To fight what he was pretty sure was the devil come to call, the self-proclaimed dork - "the prince of darkness meets the prince of dorkness," he says at one point - decided to dedicate his life to Christ.
He trains obsessively and becomes a high school track star. For Jesus.
He volunteers tons of time working in Catholic youth groups. For Jesus.
He promises to date only the purest of girls, none of those trashy numbers who actually kiss on the first date. For Jesus.
Problem is, he's a growing lad doing a lot of typical growing lad things. Shoplifting candy bars or stealing money from mom to feed a sugar habit? You bet. Drinking too much beer while way under age? Every weekend. Telling huge lies to cover his tracks? Automatically. Fantasizing - vividly fantasizing - about girls?
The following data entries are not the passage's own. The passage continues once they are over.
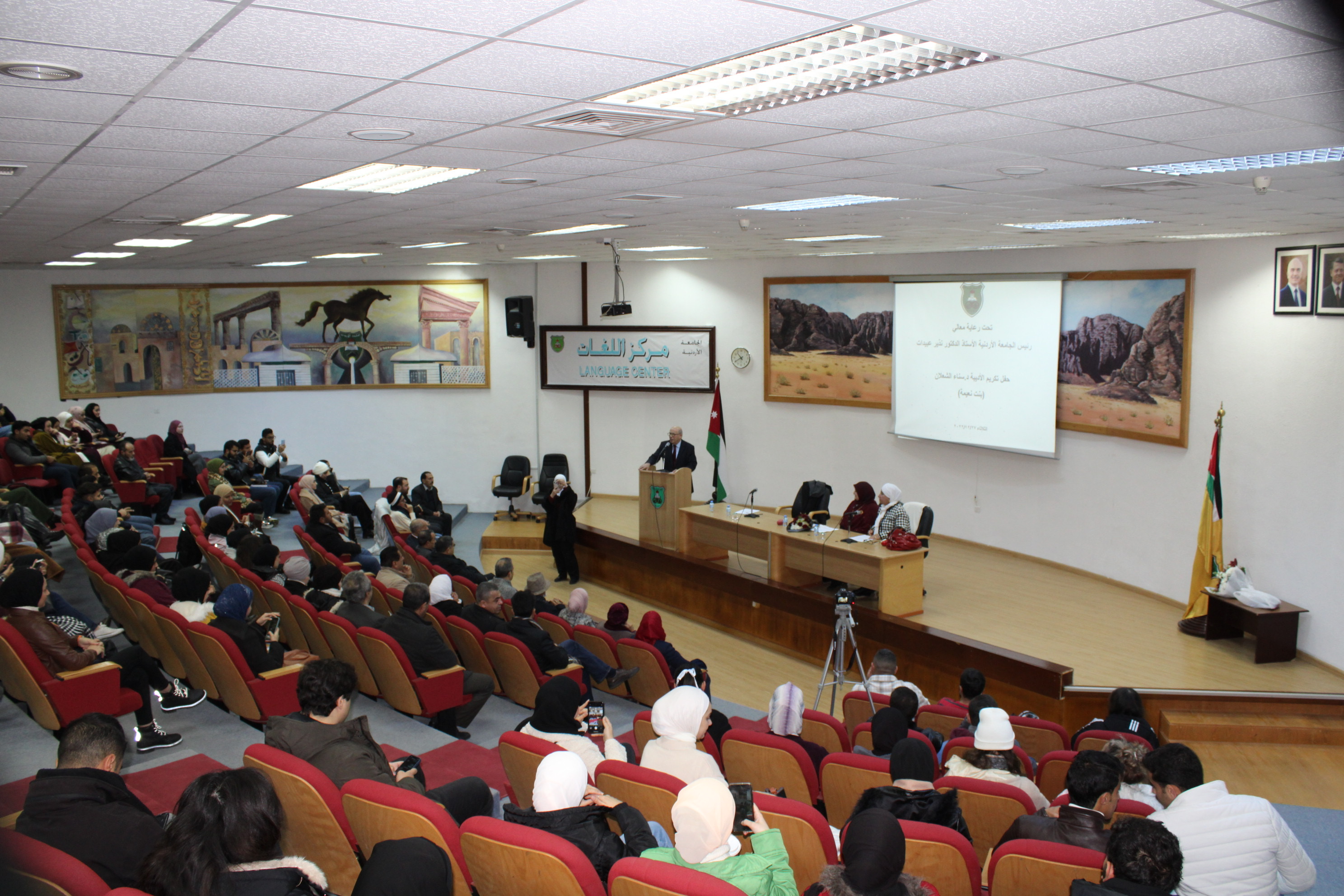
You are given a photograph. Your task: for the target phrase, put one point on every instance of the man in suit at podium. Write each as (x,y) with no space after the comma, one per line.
(675,453)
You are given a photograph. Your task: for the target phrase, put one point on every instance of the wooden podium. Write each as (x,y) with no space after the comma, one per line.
(662,495)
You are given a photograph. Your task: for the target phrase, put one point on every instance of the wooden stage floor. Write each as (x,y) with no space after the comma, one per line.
(1108,633)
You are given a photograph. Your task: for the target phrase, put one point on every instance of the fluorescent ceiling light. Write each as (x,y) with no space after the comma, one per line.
(1223,236)
(1248,163)
(828,239)
(845,60)
(154,243)
(581,229)
(663,249)
(823,202)
(217,219)
(1073,225)
(382,178)
(264,219)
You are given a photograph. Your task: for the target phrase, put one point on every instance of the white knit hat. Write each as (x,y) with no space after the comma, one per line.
(994,731)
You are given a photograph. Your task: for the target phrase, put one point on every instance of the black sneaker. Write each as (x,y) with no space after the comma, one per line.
(154,738)
(179,698)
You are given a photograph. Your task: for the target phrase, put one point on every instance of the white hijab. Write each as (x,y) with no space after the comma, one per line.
(679,712)
(703,820)
(561,782)
(787,710)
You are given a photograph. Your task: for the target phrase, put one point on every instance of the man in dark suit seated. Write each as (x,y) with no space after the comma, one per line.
(426,652)
(557,656)
(675,453)
(1093,785)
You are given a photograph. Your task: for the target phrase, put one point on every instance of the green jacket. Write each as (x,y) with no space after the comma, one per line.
(762,872)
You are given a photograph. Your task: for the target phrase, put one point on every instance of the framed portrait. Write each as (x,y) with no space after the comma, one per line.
(1295,280)
(1124,355)
(1330,272)
(828,341)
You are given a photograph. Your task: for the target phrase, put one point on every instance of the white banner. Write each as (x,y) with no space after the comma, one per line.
(628,358)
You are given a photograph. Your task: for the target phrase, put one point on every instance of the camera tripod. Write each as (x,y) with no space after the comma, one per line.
(834,671)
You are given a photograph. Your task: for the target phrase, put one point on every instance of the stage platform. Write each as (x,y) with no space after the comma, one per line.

Almost daily.
Kissing tells his tale with wry and merciless self-mockery, usually delivered in the form of a one-liner or a well-placed adjective. Like the story of his fifth-grade class photo for which he folded a piece of notebook paper to put in his shirt pocket in a "lame attempt at mimicking the sophisticated look of a kerchief in a suit pocket." Or when he discusses his attempts at exorcism using Wonder bread and stolen holy water.
Little things like this, delivered on most every page, add up to a bunch of smiles. So do the oddball characters, like the slightly off-center uncle who hands out slices of bread to Halloween trick-or-treaters. Or the grandfather who gargles every morning with bleach. Even dad's drinking problem - or rather Kissing's way of dealing with it - is handled with humor.
Biggest smile of all is the conflict that arises out of dedicating his life to Christ while still doing his naughty deeds. You smile because, well, most everyone went through the same conflicts growing up.
That's what gives Running its teeth. Though most of us probably never chalked it up to demonic possession, we have all thought, said and done the same things, suffered the same insecurities, had that same angry pimple, fought the same battles, had the same hurt feelings and the same exhilarations. Kissing tells his story in a breezy, pull-up-a-chair style that makes for quick and comfy reading. No deep philosophical meanderings, though the way he presents his actions sometimes leads the reader into a few of his own. It also leads the reader into his own awkward memories, and that's another part of the fun. It forces readers to look back and maybe realize that "Omigosh, I did that. I guess I was that dorky, too."
One warning for west-side readers who intend to go looking for familiar names: Don't. He changed most of them.
One warning for east-side readers who might not consider the book because they think the west side is totally provincial: It is, but the book isn't.